///2016 Abstract Details
2016 Abstract Details2019-07-15T10:10:51-05:00

Successful Use of Combined Spinal and Epidural Anesthesia for Intra uterine fetal Thoracentesis due to Evolving Pleural Effusion and Repeat Cesarean Delivery Complicated by Fetal AV Canal Defect with Fixed Bradycardia requiring External Pacing immediately

Abstract Number: SU-07
Abstract Type: Case Report/Case Series

Andrea M McCann MD1 ; Natesan Manimekalai MD2

Introduction

The number of high risk parturients we encounter is on the rise. Advances in invasive intra uterine fetal procedures pose a new challenge to the anesthesiologist. We presents a case of successful use of combined spinal and epidural anesthesia (CSE) for intra uterine fetal thoracentesis due to rapidly evolving pleural effusion (F) and repeat cesarean delivery of an infant with known fetal heterotaxy syndrome with AV canal defect and fixed fetal bradycardia requiring external pacing immediately after delivery.

Case Report

A 24-year-old G3P2 parturient with previous 2 cesarean section at 30 3/7 weeks gestation presents for repeat cesarean delivery as the baby has multiple cardiac congenital anomalies as a result of fetal heterotaxy syndrome (Left Atrial isomerism, AV canal defect with fixed bradycardia and a heart rate ranging from 40-55, dextro transposition, interrupted IVC with Azygous continuation) with rapidly evolving large right pleural effusion. The baby required external pacing immediately after delivery. The surgical plan was to perform intra uterine fetal thoracocentesis followed by C-section, for effective pacing and ventilation of the infant post-delivery. Our anesthetic plan was to place CSE for this combined procedure. CSE was placed at the L4/L5 level and 12 mg of 0.75% bupivacaine, 20 mcg of fentanyl and 100 mcg of morphine was initially injected into the intrathecal space.
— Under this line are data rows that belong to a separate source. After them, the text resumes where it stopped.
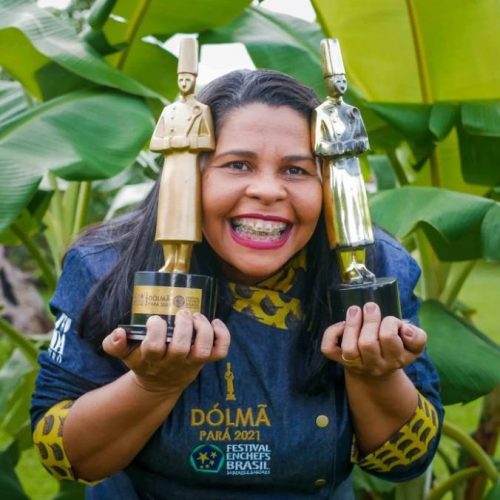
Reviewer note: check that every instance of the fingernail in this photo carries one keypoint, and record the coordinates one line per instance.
(409, 331)
(353, 311)
(370, 308)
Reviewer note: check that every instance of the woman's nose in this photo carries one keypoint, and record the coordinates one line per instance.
(267, 188)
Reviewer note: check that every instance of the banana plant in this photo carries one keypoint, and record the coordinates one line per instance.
(430, 93)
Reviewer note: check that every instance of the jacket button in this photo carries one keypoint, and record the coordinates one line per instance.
(322, 421)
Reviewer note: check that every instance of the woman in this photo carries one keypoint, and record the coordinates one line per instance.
(264, 402)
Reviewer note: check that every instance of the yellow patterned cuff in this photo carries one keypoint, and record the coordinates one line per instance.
(406, 446)
(48, 441)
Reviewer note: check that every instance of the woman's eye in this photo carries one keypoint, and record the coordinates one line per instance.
(296, 171)
(238, 165)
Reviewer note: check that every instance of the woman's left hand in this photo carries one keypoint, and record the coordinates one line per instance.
(366, 344)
The fetus was paralyzed with 160 mcg of vecuronium for thoracentesis resulting in the removal of 30 mL of pleural fluid. Cesarean delivery was performed and baby was handed to the pediatric team. Immediate external pacing was commenced secondary to fixed fetal bradycardia. Since the procedure finished in 1hr 20 minutes, there was no need for re-dosing. The patient was discharged on post-op day 3. The infant remained in the neonatal intensive care unit status-post permanent pacemaker, and awaiting corrective surgery.

Discussion

As the field of maternal fetal medicine advances, parturients present with a number of rare and complicated fetal anomalies resulting in a plethora of invasive procedures. Epidural, CSE or continuous spinal are the preferred techniques, as repeat dosing is often necessary for intra uterine fetal procedures combined with repeat C-section. In this case we choose to place CSE as the best option for mother and infant.